On 5/26/10 8:09 AM, Jukka Zitting wrote:
> Hi,
> 
> Not sure how this became portrayed as a security problem. Not exposing
> implementation details through public API is a basic OO design
> principle.
> 
> BR,
> 
> Jukka Zitting
AFAICT, implementation details aren't exposed through the public API
either now or with the proposed patches in JCR-890. Implementation
details are exposed through other implementation classes which doesn't
seem that odd to me.

In one of Thomas's comments on JCR-2640 he pointed to what I think is
the real issue here:
> Users should use the API and not cast to implementation classes. I
> guess we were and still are not very clear about that.

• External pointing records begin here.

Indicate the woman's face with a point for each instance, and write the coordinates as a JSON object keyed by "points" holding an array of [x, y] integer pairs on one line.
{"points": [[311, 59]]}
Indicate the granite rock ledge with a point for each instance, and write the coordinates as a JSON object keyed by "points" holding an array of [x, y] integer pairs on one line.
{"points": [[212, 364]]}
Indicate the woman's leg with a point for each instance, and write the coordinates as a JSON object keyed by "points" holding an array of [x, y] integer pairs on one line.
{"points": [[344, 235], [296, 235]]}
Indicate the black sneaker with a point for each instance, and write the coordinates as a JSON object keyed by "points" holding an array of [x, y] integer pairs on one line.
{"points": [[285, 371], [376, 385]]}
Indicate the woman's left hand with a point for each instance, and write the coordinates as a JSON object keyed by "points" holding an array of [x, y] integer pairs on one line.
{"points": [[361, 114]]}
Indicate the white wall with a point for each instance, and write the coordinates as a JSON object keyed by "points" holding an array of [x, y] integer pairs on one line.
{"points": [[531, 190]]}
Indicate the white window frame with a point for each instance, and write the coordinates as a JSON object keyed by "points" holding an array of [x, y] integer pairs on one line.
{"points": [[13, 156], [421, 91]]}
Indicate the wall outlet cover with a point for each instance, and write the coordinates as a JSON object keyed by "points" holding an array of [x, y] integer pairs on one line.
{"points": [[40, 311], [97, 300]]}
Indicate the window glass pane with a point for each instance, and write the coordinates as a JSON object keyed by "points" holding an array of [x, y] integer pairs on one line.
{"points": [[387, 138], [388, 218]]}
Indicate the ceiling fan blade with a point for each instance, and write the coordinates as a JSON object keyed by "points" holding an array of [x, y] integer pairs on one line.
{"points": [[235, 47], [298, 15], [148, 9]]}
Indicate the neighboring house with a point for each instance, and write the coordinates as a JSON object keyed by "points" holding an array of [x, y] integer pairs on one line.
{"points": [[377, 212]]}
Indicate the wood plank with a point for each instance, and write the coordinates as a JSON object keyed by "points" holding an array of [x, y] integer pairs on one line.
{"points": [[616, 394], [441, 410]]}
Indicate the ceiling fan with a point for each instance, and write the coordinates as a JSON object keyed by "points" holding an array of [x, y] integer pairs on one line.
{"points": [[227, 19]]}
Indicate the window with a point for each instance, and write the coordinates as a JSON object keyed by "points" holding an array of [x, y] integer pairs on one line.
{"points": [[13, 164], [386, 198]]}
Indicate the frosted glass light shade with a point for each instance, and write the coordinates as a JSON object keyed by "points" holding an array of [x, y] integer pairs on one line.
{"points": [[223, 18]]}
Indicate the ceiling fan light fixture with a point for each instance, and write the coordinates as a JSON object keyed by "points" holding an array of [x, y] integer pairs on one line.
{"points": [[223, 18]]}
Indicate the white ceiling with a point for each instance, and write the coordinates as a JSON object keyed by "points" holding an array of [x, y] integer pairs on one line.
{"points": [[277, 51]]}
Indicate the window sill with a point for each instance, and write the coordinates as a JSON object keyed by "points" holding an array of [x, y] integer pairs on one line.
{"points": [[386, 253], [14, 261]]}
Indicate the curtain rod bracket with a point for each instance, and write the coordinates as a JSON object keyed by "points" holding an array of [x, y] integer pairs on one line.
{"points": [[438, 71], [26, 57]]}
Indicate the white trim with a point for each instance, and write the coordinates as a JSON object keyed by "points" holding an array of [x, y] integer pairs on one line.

o.a.j.core isn't the public API. o.a.j.api is. As a consumer of
Jackrabbit, I should NEVER be using classes in o.a.j.core.* regardless
of their visibility.

If someone thinks they need to, they're going to cast API objects
(either JCR or Jackrabbit API) to implementation objects. And regardless
of what levels of indirection you put between implementation classes,
people are going to dig through them. The only difference will be that
the wack code they post to the mailing list when it doesn't work will be
longer and more complex :)

My suggestion would be to look at the  reasons why people think they
need to cast from the API to implementation classes and either make it
very obvious on the site/docs why casting isn't necessary or, if it
actually is necessary, create new API methods which obviate the need to
cast.

My guess is that with Jackrabbit 2 and higher, most casting to
Jackrabbit implementation classes isn't necessary and when people think
they need to cast it is due to bad information. There is a need to cast
from the JCR API to Jackrabbit API (i.e. Session to JackrabbitSession),
but this is due to gaps in the JCR spec which I don't think are getting
filled anytime soon (e.g. user management).